La cheffe de la division provinciale des infrastructures et travaux publics (ITP) Ituri, madame Bijoux Djamba a été arrêtée jeudi 16 mai de l’année au chef-lieu de la province portant le même nom.
Cette interpellation est rendue possible grâce aux pressions activées par l’acteur politique congolais Luc Malembe Nkuru à la Radio Télévision Sango Malamu (RTS) Bunia au cours de la semaine passée mais aussi après le rapport de l’Inspection Provinciale des Finances (IPPI).
Plusieurs griefs seraient retenus à sa charge dont notamment ; faux en écriture et usage de faux, spoliation du domaine public de l’État, usurpation des fonctions publiques, escroquerie, la vente d’un véhicule de l’État destiné au forage d’eau potable en faveur de la population d’Aru, ainsi que le détournement d’une somme d’environ 400.000 dollars américains issu du bradage de plusieurs terrains de l’État en ville de Bunia.
L’inspection provinciale des finances de l’Ituri l’accuse aussi d’avoir tenté d’entraver la mission de contrôle de son service en refusant de recevoir les inspecteurs des finances en mission de service dans son bureau en manifestant ainsi un manque de courtoisie administrative et des menaces de mort en l’endroit de ces agents.
L’opposant congolais et porte parole de la plate forme Politique Lamuka se félicite de la prise en compte par les autorités judiciaires de ses différentes dénonciations.
« Nous exigeons que la justice soit faite.

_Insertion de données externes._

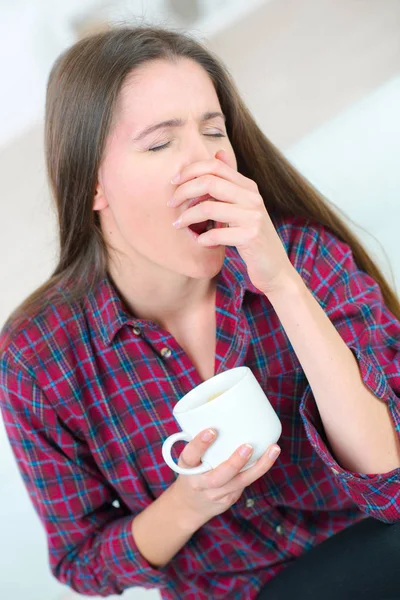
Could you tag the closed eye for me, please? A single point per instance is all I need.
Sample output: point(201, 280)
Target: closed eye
point(157, 148)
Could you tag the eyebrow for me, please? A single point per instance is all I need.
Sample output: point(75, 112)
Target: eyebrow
point(176, 123)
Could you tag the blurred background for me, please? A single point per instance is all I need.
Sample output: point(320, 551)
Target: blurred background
point(321, 77)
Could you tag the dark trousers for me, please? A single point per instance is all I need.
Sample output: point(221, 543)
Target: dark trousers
point(362, 562)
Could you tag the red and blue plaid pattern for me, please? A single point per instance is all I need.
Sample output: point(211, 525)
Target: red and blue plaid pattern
point(87, 392)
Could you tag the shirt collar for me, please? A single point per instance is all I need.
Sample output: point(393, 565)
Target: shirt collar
point(108, 314)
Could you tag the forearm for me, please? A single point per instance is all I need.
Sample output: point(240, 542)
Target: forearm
point(358, 425)
point(162, 529)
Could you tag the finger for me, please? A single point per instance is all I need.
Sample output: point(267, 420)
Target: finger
point(262, 466)
point(227, 236)
point(220, 189)
point(194, 450)
point(215, 211)
point(227, 470)
point(215, 167)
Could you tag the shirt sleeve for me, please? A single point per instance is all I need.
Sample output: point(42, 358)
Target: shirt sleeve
point(91, 547)
point(354, 303)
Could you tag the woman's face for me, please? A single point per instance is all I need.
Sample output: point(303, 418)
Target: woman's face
point(134, 183)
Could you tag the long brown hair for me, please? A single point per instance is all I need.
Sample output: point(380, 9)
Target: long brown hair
point(82, 92)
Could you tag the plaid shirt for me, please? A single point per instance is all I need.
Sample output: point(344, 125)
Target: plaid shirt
point(87, 393)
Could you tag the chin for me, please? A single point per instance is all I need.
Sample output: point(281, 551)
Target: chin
point(206, 265)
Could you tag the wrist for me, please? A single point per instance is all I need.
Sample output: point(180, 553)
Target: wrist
point(188, 520)
point(290, 283)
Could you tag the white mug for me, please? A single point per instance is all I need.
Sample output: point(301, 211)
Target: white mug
point(235, 405)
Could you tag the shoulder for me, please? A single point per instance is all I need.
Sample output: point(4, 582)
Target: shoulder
point(308, 243)
point(31, 341)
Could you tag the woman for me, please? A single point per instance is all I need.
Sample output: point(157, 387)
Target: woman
point(145, 130)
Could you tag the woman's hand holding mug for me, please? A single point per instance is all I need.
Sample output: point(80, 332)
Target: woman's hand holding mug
point(209, 494)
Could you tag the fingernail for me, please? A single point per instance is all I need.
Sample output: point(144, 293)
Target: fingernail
point(245, 450)
point(208, 435)
point(274, 452)
point(176, 178)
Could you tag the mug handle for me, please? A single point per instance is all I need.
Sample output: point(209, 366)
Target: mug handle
point(166, 452)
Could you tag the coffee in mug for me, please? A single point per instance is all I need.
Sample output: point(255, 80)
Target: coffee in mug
point(235, 405)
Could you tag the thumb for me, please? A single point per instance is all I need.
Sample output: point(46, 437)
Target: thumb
point(221, 155)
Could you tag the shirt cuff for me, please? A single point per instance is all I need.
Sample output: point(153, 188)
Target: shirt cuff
point(120, 553)
point(374, 492)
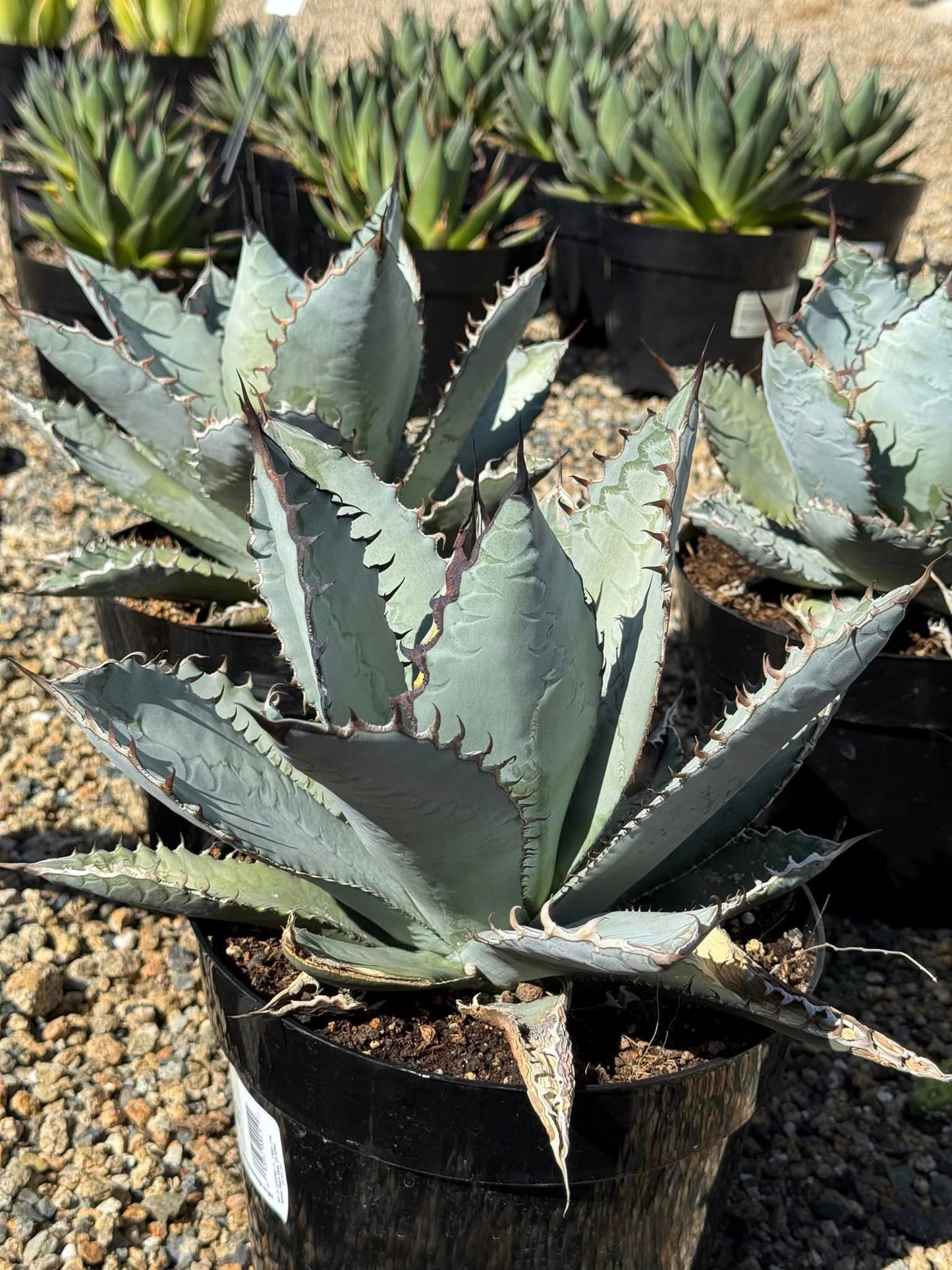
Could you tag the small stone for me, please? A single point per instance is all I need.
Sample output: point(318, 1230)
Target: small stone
point(36, 990)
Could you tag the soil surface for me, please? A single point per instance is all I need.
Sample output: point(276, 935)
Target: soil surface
point(619, 1033)
point(730, 581)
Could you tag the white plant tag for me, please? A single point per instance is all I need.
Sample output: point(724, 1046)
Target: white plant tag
point(749, 319)
point(260, 1147)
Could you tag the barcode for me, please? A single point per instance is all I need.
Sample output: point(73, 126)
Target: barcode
point(256, 1140)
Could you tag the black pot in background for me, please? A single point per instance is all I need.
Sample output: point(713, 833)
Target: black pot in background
point(455, 286)
point(51, 291)
point(447, 1171)
point(871, 214)
point(679, 290)
point(882, 764)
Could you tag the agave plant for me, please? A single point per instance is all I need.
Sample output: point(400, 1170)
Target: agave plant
point(235, 56)
point(725, 150)
point(119, 175)
point(361, 132)
point(36, 23)
point(856, 134)
point(841, 467)
point(179, 27)
point(347, 348)
point(478, 743)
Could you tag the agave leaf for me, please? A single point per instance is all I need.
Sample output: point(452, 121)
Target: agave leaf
point(754, 867)
point(333, 351)
point(738, 749)
point(512, 407)
point(223, 457)
point(871, 550)
point(538, 1037)
point(400, 785)
point(621, 545)
point(266, 294)
point(324, 602)
point(776, 552)
point(200, 886)
point(853, 299)
point(155, 324)
point(615, 945)
point(382, 968)
point(905, 393)
point(478, 374)
point(132, 473)
point(744, 441)
point(121, 386)
point(130, 568)
point(723, 974)
point(192, 741)
point(824, 446)
point(409, 571)
point(530, 687)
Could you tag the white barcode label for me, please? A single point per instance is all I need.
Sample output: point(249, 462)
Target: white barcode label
point(749, 319)
point(260, 1147)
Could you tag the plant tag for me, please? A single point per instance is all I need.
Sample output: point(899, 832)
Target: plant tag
point(260, 1147)
point(749, 319)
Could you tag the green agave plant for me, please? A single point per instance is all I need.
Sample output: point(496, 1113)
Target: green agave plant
point(841, 467)
point(36, 23)
point(857, 132)
point(361, 134)
point(724, 152)
point(119, 174)
point(341, 360)
point(181, 27)
point(235, 56)
point(478, 745)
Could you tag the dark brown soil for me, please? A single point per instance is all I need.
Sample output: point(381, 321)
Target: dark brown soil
point(619, 1033)
point(730, 581)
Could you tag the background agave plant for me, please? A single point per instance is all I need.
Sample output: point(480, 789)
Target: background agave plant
point(841, 467)
point(857, 132)
point(725, 149)
point(119, 172)
point(164, 27)
point(36, 23)
point(341, 360)
point(478, 743)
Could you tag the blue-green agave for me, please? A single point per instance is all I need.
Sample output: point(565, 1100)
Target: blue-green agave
point(472, 797)
point(841, 467)
point(339, 357)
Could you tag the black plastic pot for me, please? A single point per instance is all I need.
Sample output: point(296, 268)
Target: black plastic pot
point(126, 630)
point(576, 268)
point(386, 1166)
point(51, 290)
point(455, 286)
point(677, 291)
point(882, 765)
point(872, 214)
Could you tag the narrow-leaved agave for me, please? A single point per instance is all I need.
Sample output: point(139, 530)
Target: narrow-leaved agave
point(472, 798)
point(347, 348)
point(842, 465)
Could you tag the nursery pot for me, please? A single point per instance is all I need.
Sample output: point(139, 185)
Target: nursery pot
point(882, 764)
point(576, 271)
point(49, 289)
point(354, 1164)
point(672, 293)
point(126, 630)
point(455, 286)
point(870, 214)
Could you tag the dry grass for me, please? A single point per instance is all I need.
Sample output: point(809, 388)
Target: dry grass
point(907, 41)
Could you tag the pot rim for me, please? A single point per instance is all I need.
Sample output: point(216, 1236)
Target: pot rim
point(608, 1087)
point(692, 533)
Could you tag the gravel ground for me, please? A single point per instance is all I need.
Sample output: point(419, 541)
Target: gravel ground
point(116, 1134)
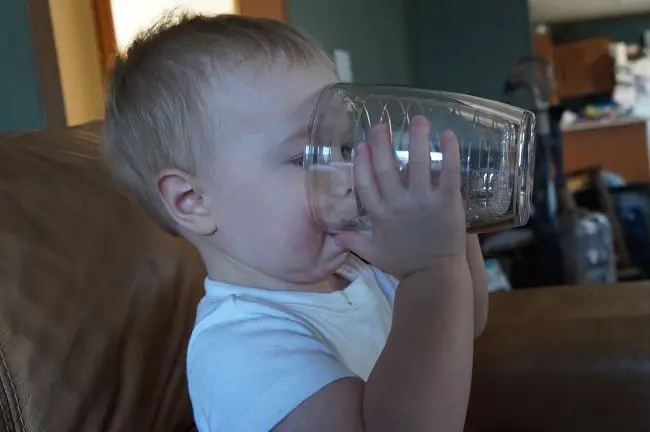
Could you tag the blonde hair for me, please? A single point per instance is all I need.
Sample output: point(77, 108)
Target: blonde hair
point(155, 116)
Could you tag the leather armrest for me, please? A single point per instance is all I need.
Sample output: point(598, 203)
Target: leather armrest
point(564, 359)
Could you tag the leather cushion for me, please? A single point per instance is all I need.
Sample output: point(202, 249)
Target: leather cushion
point(96, 302)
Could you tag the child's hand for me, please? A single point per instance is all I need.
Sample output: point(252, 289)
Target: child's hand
point(417, 221)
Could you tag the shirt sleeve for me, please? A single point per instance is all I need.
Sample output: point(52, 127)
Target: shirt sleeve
point(248, 370)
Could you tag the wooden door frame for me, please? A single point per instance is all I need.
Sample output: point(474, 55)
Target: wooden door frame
point(276, 9)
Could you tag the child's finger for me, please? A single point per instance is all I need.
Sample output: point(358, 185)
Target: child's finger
point(450, 175)
point(364, 178)
point(383, 159)
point(419, 165)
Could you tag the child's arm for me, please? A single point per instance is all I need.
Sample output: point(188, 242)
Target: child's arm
point(479, 282)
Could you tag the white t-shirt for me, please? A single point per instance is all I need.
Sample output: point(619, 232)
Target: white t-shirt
point(255, 355)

Elle doit répondre de ses actes, l’état de droit devra être prôné. Il est un grand temps pour que la justice congolaise prouve son indépendance, nous n’avons pas besoin d’une justice de mascarade ».
La communauté de l’Ituri en général et d’Aru en particulier attend une justice indépendante responsable et satisfaisante de la part de l’auditorat militaire de l’Ituri, a poursuivi cet acteur politique.
Contactée, l’accusée Bijoux Djamba détenue au cachot de l’auditorat militaire de l’Ituri, à Bunia nie les faits mis en sa charge et dit-elle « c’est les textes qui vont parlés ».
« Oui, je suis à l’auditorat militaire ici, si vous voulez les informations venez parlé avec l’auditeur militaire, je ne connais rien, c’est les textes qui vont parlés », a-t-elle dit.